As always, the presentation will be followed by an open group discussion.
April 19 and April 23, 2026 The Middle Way This Sunday and Thursday we’ll begin with a 30-minute sitting meditation, with the first 10 minutes guided, followed by a presentation and group discussion on the Middle Way (Majjhima Paṭipadā). The Buddha described the Middle Way not only as a balanced approach to living—avoiding extremes of indulgence and deprivation—but also as a deeper way of seeing experience that moves beyond fixed views and rigid binaries.
In the discussion, we’ll explore how the Middle Way shows up in meditation, daily life, and how we relate to our thoughts, emotions, and sense of self. As always, the emphasis will be on practical application—recognizing reactivity, cultivating balance, and seeing more clearly what leads to less friction and more ease.
April 12 and April 16, 2026 Discussion Topics and Practices Over the past year, our group has explored a range of interconnected themes grounded in the Buddha’s teachings from the Pali Canon, with an emphasis on practical, lived experience.
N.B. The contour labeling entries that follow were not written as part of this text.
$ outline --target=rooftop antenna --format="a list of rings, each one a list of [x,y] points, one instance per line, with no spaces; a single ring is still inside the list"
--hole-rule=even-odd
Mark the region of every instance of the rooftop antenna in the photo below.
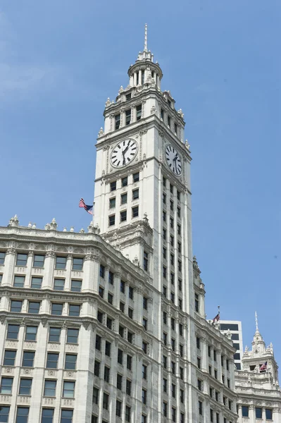
[[[144,26],[144,51],[147,51],[147,23]]]
[[[255,312],[255,320],[256,320],[256,332],[258,332],[258,314],[256,314],[256,312]]]

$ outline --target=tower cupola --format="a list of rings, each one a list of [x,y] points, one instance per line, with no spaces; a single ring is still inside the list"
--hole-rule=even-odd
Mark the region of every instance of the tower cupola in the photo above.
[[[154,62],[154,55],[147,49],[147,25],[144,30],[144,47],[142,51],[139,51],[137,59],[134,65],[131,65],[128,70],[130,85],[137,87],[145,83],[155,83],[158,88],[161,88],[161,80],[163,77],[162,70],[158,63]]]

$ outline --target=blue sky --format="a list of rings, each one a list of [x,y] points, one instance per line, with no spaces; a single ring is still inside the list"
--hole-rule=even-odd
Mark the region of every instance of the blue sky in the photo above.
[[[278,0],[3,0],[0,224],[87,228],[97,133],[142,49],[163,71],[191,145],[194,252],[206,313],[241,319],[281,364]]]

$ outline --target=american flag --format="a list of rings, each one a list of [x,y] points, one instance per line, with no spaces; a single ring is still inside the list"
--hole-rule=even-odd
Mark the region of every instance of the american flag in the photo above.
[[[260,372],[265,372],[268,368],[268,362],[266,362],[265,363],[263,363],[263,364],[261,364],[261,367],[260,367]]]
[[[93,214],[93,206],[87,206],[82,198],[80,198],[80,201],[79,202],[79,207],[83,207],[83,209],[85,209],[86,212],[87,212],[90,214]]]
[[[218,313],[218,314],[216,316],[216,317],[214,317],[213,319],[213,321],[218,321],[220,320],[220,313]]]

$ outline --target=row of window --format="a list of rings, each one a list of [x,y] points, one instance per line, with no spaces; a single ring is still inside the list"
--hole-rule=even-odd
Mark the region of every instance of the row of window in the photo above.
[[[136,106],[136,120],[139,121],[142,118],[142,104],[138,104]],[[132,109],[127,109],[125,111],[125,125],[130,125],[132,123]],[[115,129],[119,129],[121,122],[121,115],[120,113],[115,115]]]
[[[15,350],[5,350],[3,365],[14,366],[17,351]],[[46,369],[57,369],[59,352],[47,352]],[[22,367],[33,367],[35,351],[23,351]],[[65,354],[64,368],[75,370],[76,369],[77,355]],[[1,422],[1,420],[0,420]]]
[[[204,404],[202,401],[198,401],[198,412],[199,414],[199,415],[203,416],[204,415]],[[210,408],[210,421],[211,422],[215,422],[215,417],[216,417],[216,423],[220,423],[220,415],[218,412],[216,412],[213,411],[213,410],[212,410],[211,408]],[[223,418],[223,423],[227,423],[227,419],[225,417]],[[230,421],[229,423],[232,423],[231,421]]]
[[[135,173],[133,173],[132,174],[132,183],[135,183],[136,182],[139,182],[139,172],[136,172]],[[120,188],[127,187],[127,185],[128,185],[128,177],[125,176],[124,178],[122,178]],[[113,180],[112,182],[111,182],[111,184],[110,184],[110,190],[111,190],[111,192],[115,191],[116,188],[117,188],[117,180]]]
[[[132,201],[138,200],[139,198],[139,188],[132,190]],[[127,202],[127,192],[123,192],[120,196],[120,205],[126,204]],[[116,207],[116,197],[113,197],[109,199],[109,208],[114,209]]]
[[[137,217],[139,216],[139,206],[135,206],[132,207],[132,219]],[[123,210],[120,214],[120,221],[125,222],[127,221],[127,210]],[[108,216],[108,226],[113,226],[115,224],[115,215],[111,214]]]
[[[41,423],[54,423],[54,408],[42,408]],[[18,407],[15,423],[27,423],[30,412],[29,407]],[[0,407],[0,422],[8,423],[10,414],[10,407]],[[73,410],[63,410],[61,411],[60,423],[73,423]]]
[[[0,252],[0,264],[4,264],[6,253]],[[26,266],[27,264],[28,254],[18,252],[15,261],[15,266]],[[45,256],[44,255],[35,254],[33,257],[33,267],[44,267]],[[66,267],[66,257],[56,257],[56,269],[64,269]],[[83,259],[73,257],[73,270],[82,270]]]
[[[23,275],[15,275],[13,279],[13,286],[15,288],[25,288],[25,276]],[[34,289],[41,289],[42,286],[43,278],[40,276],[32,276],[31,278],[30,288]],[[55,278],[54,279],[53,289],[54,290],[63,290],[65,279]],[[81,292],[82,281],[71,279],[70,290],[72,292]]]
[[[25,328],[25,341],[36,341],[37,336],[37,326],[27,326]],[[20,331],[19,324],[8,325],[7,339],[18,339]],[[51,326],[49,329],[49,342],[60,342],[61,328]],[[66,332],[67,343],[78,343],[79,329],[68,328]]]
[[[13,377],[2,377],[1,379],[0,393],[7,395],[12,393]],[[55,397],[57,381],[54,379],[45,379],[44,384],[44,396]],[[20,378],[18,388],[19,395],[31,395],[32,379]],[[75,390],[75,382],[72,381],[63,381],[62,396],[64,398],[74,398]]]
[[[242,405],[242,406],[243,417],[249,417],[249,405]],[[261,407],[256,407],[255,412],[256,412],[256,419],[262,419],[263,418],[263,409]],[[272,420],[273,419],[273,410],[270,408],[266,408],[265,414],[266,414],[266,420]]]
[[[11,300],[10,311],[13,313],[20,313],[23,309],[22,300]],[[62,316],[63,302],[51,302],[51,314],[53,316]],[[28,301],[27,313],[38,314],[40,311],[41,301]],[[80,315],[81,305],[77,304],[68,305],[68,316],[79,317]]]

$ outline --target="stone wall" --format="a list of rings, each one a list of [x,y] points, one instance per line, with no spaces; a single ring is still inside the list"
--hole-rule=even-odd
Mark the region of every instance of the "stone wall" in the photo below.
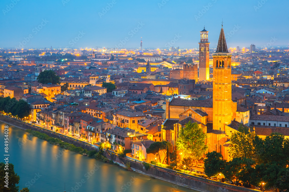
[[[95,147],[86,143],[74,140],[57,133],[54,133],[39,127],[34,127],[20,120],[0,115],[0,121],[24,129],[30,129],[47,134],[49,136],[59,138],[64,141],[73,144],[76,147],[81,147],[88,150],[96,150]],[[168,169],[151,166],[147,171],[140,162],[127,158],[119,157],[118,156],[110,151],[104,151],[104,155],[108,158],[124,166],[129,162],[132,170],[142,174],[158,178],[179,186],[181,186],[200,191],[207,192],[233,192],[248,191],[253,192],[254,190],[241,187],[220,183],[210,179],[197,177]]]

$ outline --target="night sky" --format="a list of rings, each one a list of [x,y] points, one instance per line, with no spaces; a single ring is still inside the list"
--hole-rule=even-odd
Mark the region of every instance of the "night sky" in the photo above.
[[[229,47],[287,47],[288,7],[288,0],[1,0],[0,47],[137,48],[142,37],[144,48],[189,49],[205,25],[215,48],[222,19]]]

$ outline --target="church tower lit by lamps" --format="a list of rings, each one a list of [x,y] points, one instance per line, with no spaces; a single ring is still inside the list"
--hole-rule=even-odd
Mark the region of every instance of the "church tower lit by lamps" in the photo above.
[[[226,132],[232,120],[231,57],[222,24],[217,50],[213,54],[213,129]]]
[[[209,44],[208,40],[209,31],[205,29],[201,33],[201,39],[199,42],[199,81],[208,81],[210,78]]]

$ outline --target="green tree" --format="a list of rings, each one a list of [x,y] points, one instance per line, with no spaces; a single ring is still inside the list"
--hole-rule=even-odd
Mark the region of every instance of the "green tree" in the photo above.
[[[52,84],[58,84],[60,83],[60,77],[56,75],[55,72],[51,70],[45,70],[40,72],[37,77],[38,82],[44,84],[51,83]]]
[[[106,92],[108,93],[112,92],[112,90],[115,89],[116,88],[116,87],[113,83],[106,82],[103,82],[101,87],[106,88],[107,89]]]
[[[178,162],[179,160],[179,155],[176,151],[174,150],[173,152],[170,153],[170,159],[171,161],[170,165],[173,167],[177,168]]]
[[[160,163],[161,157],[159,151],[161,150],[163,150],[164,149],[166,148],[166,146],[165,146],[162,142],[157,141],[151,144],[151,145],[147,149],[147,153],[153,153],[154,154],[157,154],[158,156],[159,157],[159,162]]]
[[[204,160],[204,171],[208,177],[216,176],[221,173],[224,169],[226,161],[223,160],[223,156],[214,151],[206,155],[207,158]]]
[[[15,114],[13,115],[17,115],[18,117],[22,119],[29,115],[30,110],[29,105],[27,102],[23,100],[20,100],[13,107],[13,111]]]
[[[61,87],[60,88],[60,90],[61,90],[61,91],[65,91],[67,90],[67,89],[68,88],[69,86],[69,85],[68,83],[66,83],[63,85],[61,85]]]
[[[3,192],[18,192],[19,187],[16,185],[19,183],[19,177],[14,171],[14,166],[11,163],[8,164],[9,171],[5,168],[5,164],[3,162],[0,163],[0,191]],[[8,172],[9,178],[9,188],[5,187],[7,184],[5,183],[6,173]]]
[[[193,164],[192,159],[190,157],[184,157],[183,160],[181,161],[181,165],[182,168],[184,168],[185,169],[189,168]],[[185,166],[186,167],[185,167]]]
[[[252,159],[256,152],[254,140],[255,135],[249,133],[248,128],[240,125],[239,131],[232,134],[230,141],[233,146],[229,148],[229,155],[233,158]]]
[[[20,192],[29,192],[29,191],[29,191],[29,190],[27,187],[23,188],[20,190]]]
[[[185,156],[198,160],[208,149],[205,142],[207,134],[198,124],[190,121],[181,128],[176,145],[178,150],[182,151]]]
[[[238,182],[238,174],[240,171],[241,164],[242,162],[242,159],[239,158],[234,158],[231,161],[225,162],[222,172],[225,178],[231,180],[235,179]]]

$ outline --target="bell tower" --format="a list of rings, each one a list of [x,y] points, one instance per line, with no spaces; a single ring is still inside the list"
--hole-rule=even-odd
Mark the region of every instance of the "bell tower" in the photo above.
[[[199,42],[199,81],[208,80],[210,78],[209,44],[208,40],[209,31],[205,29],[200,31],[201,40]]]
[[[222,24],[217,50],[213,54],[213,128],[226,132],[233,116],[231,57]]]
We began with cultivating awareness—both in meditation and in daily life—learning to observe thoughts, emotions, and bodily sensations as processes rather than fixed realities. Through frameworks like the Four Foundations of Mindfulness, we examined how experience is constructed, especially the role of feeling tone in driving reactivity. Meditation practices such as samatha (calm abiding), vipassana (insight) and Metta (goodwill) supported this work, helping to stabilize attention while deepening our understanding of impermanence, reactivity, and the nature of experience itself.
As the year progressed, we expanded into qualities that shape how we relate to the world, including the Four Immeasurables—loving-kindness, compassion, empathetic joy, and equanimity—as well as generosity and goodwill. These themes highlighted that the path is not only about insight, but also about how we engage with others and with life’s challenges, including aging, loss, and uncertainty. Throughout, we returned to a central aim: reducing unnecessary suffering by recognizing and softening patterns of craving and aversion. Together, these explorations point toward a gradual shift from automatic reactivity to more thoughtful, grounded responsiveness in everyday life.
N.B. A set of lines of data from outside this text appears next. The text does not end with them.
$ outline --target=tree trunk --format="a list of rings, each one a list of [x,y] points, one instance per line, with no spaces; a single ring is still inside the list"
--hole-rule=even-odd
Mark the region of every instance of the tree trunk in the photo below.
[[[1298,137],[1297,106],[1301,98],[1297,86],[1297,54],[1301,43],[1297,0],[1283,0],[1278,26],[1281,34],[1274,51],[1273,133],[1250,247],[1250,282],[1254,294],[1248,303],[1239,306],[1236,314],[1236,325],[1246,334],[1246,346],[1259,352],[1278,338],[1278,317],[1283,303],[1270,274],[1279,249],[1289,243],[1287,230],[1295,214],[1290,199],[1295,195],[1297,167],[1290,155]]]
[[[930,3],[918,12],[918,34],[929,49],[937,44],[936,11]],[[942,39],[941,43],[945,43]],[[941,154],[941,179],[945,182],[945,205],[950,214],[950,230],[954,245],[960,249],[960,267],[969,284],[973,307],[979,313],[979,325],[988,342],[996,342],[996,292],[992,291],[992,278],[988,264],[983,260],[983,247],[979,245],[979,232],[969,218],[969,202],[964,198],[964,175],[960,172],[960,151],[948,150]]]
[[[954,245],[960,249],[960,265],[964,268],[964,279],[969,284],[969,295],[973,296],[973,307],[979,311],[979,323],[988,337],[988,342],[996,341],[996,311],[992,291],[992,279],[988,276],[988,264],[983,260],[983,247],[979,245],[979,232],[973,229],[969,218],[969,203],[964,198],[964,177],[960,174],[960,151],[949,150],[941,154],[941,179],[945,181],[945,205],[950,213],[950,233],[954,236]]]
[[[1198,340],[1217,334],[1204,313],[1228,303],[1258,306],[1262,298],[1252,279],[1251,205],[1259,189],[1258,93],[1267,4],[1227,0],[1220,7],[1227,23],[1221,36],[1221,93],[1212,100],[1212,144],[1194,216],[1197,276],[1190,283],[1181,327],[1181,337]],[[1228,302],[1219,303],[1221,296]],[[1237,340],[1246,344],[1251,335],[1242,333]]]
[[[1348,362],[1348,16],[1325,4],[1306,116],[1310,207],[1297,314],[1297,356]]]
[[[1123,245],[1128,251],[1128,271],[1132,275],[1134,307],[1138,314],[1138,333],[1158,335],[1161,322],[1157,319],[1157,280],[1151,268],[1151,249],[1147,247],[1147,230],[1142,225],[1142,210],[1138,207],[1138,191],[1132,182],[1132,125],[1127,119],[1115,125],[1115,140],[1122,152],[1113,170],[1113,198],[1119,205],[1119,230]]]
April 25th, 2026, Half-Day Retreat, Unitarian Campus, 10 am to 2 pm. We’ll be hosting a half-day meditation retreat on Saturday, April 25, from 10:00 am to 2:00 pm at the Unitarian Universalist Library (3975 Fruitville Road, Sarasota).
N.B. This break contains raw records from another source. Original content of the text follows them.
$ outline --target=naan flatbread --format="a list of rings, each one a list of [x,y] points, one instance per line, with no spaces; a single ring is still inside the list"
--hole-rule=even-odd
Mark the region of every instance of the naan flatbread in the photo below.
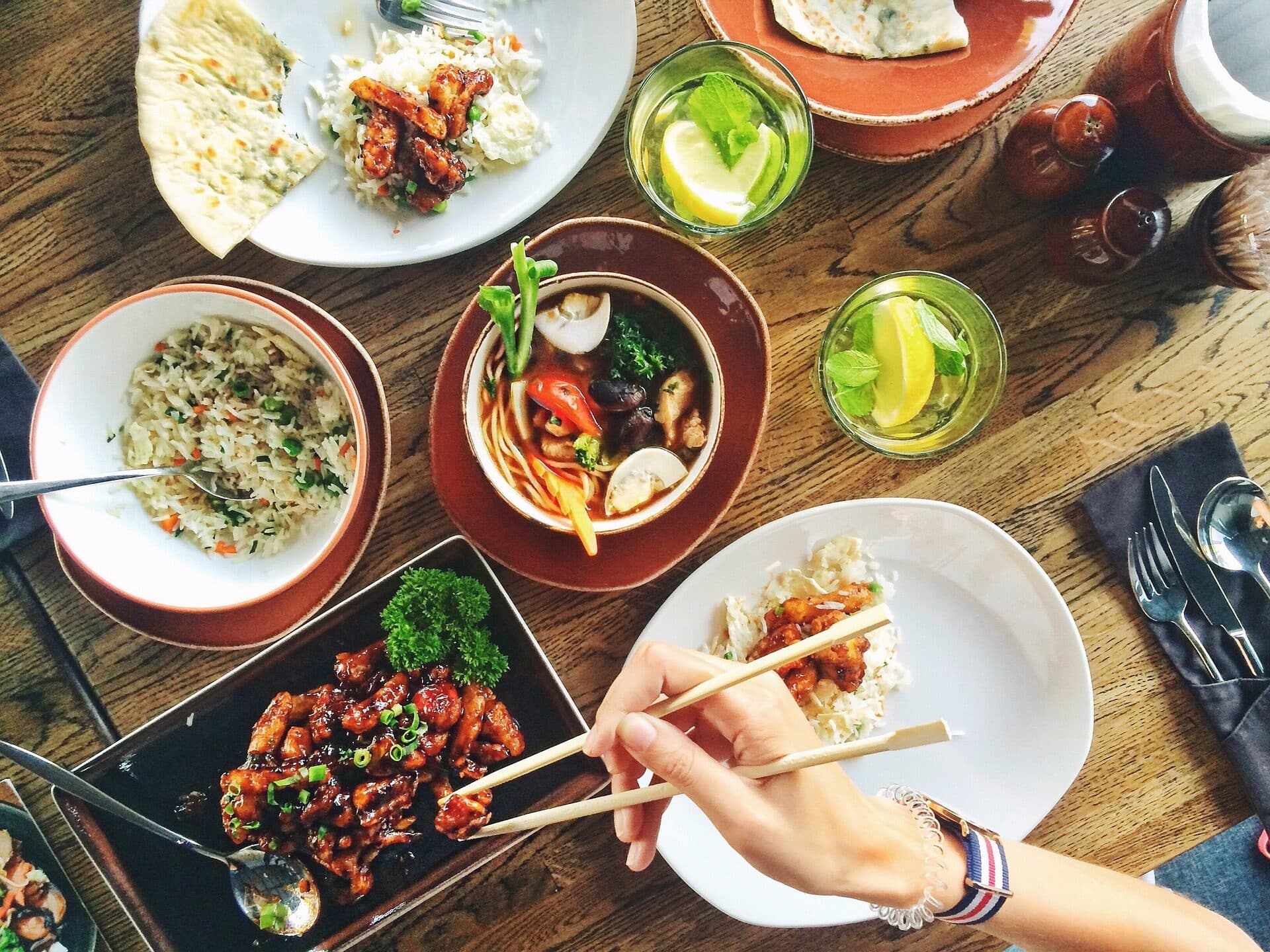
[[[970,43],[952,0],[772,0],[772,8],[799,39],[845,56],[923,56]]]
[[[137,118],[155,184],[218,258],[323,159],[278,107],[296,58],[239,0],[169,0],[141,41]]]

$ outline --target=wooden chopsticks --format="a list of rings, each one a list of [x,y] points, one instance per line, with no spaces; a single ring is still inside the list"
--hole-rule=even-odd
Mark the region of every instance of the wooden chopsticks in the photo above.
[[[786,754],[785,757],[777,758],[776,760],[771,760],[766,764],[758,764],[757,767],[734,767],[732,769],[733,773],[739,773],[742,777],[771,777],[777,773],[790,773],[791,770],[803,770],[808,767],[819,767],[820,764],[850,760],[855,757],[876,754],[883,750],[906,750],[908,748],[919,748],[927,744],[940,744],[951,739],[952,732],[949,730],[946,721],[930,721],[927,724],[913,725],[912,727],[900,727],[888,734],[878,734],[872,737],[848,740],[843,744],[831,744],[828,746],[814,748],[812,750],[799,750],[796,754]],[[494,823],[481,830],[478,830],[467,839],[483,839],[485,836],[500,836],[505,833],[536,830],[554,823],[579,820],[583,816],[594,816],[596,814],[605,814],[610,810],[621,810],[626,806],[648,803],[653,800],[664,800],[667,797],[673,797],[679,792],[682,791],[679,791],[679,788],[673,783],[650,783],[646,787],[629,790],[625,793],[610,793],[608,796],[583,800],[578,803],[554,806],[547,810],[537,810],[532,814],[525,814],[523,816],[517,816],[511,820]]]
[[[690,704],[697,703],[698,701],[705,701],[707,697],[718,694],[720,691],[725,691],[735,684],[740,684],[744,680],[749,680],[759,674],[781,668],[790,661],[798,661],[808,655],[814,655],[817,651],[823,651],[831,645],[837,645],[839,641],[846,641],[847,638],[852,638],[857,635],[867,635],[870,631],[876,631],[878,628],[890,625],[892,621],[894,619],[888,605],[883,604],[865,608],[861,612],[847,616],[836,625],[831,625],[819,635],[803,638],[801,641],[796,641],[779,651],[772,651],[770,655],[756,658],[753,661],[721,671],[714,678],[701,682],[695,688],[688,688],[682,694],[662,698],[655,704],[649,707],[645,713],[649,713],[653,717],[665,717],[668,713],[674,713],[676,711],[681,711]],[[472,781],[466,787],[460,787],[450,796],[471,796],[474,793],[480,793],[483,790],[493,790],[502,783],[533,773],[547,764],[554,764],[558,760],[563,760],[573,754],[580,754],[582,745],[585,740],[587,735],[579,734],[577,737],[570,737],[569,740],[561,741],[555,746],[540,750],[537,754],[531,754],[522,760],[508,764],[499,770],[488,773],[479,781]],[[448,797],[446,797],[446,800],[448,800]]]

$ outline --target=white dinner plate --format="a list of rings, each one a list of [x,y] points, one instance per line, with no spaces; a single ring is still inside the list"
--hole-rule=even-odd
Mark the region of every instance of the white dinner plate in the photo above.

The session will consist of alternating 30-minute sitting meditations and 20-minute walking meditations, held in silence. The first sitting meditation will be guided for about 10 minutes, with the remainder of the day in silence. You’re welcome to adjust as needed—stand, walk, or leave early if that’s what your body needs. There will be a short, silent break midway through.
Please bring water or something else to drink, and a snack for the break. We’ll begin in the library, with walking meditation taking place on the grounds.
Hope you can join us. It should be a nice opportunity to deepen practice in a simple, supportive setting.
April 5 and April 9, 2026 Renewal and Resilience This Sunday we gather for our Easter meditation session, centered on the theme of Renewal and Resilience. Spring offers a natural invitation to reflect on how we meet change, difficulty, and the quiet possibility of beginning again — not through force or heroism, but through presence and awareness. Whether Easter holds personal or seasonal significance for you, the themes of renewal and resilience speak to something universal in our shared human experience.
As always, we begin with a 30-minute guided meditation, followed by a presentation and open discussion. This week’s exploration draws on the Buddhist teachings of impermanence and not-self as a foundation for genuine resilience — how releasing fixed self-stories creates the very space in which renewal becomes possible. All are welcome, regardless of background or experience. We look forward to sitting and exploring together.
March 29 and April 2, 2026 Vipassana Meditation (Insight) This week we’ll be exploring Insight (Vipassana) meditation, focusing on how mindful observation can deepen our understanding of impermanence, reactivity, and the nature of experience. We’ll look at how bringing awareness to bodily sensations, thoughts, and emotions—without clinging or aversion—can help us see more clearly how suffering arises and how it can be reduced. Particular attention will be given to noticing change in real time and recognizing experience as a process rather than something fixed.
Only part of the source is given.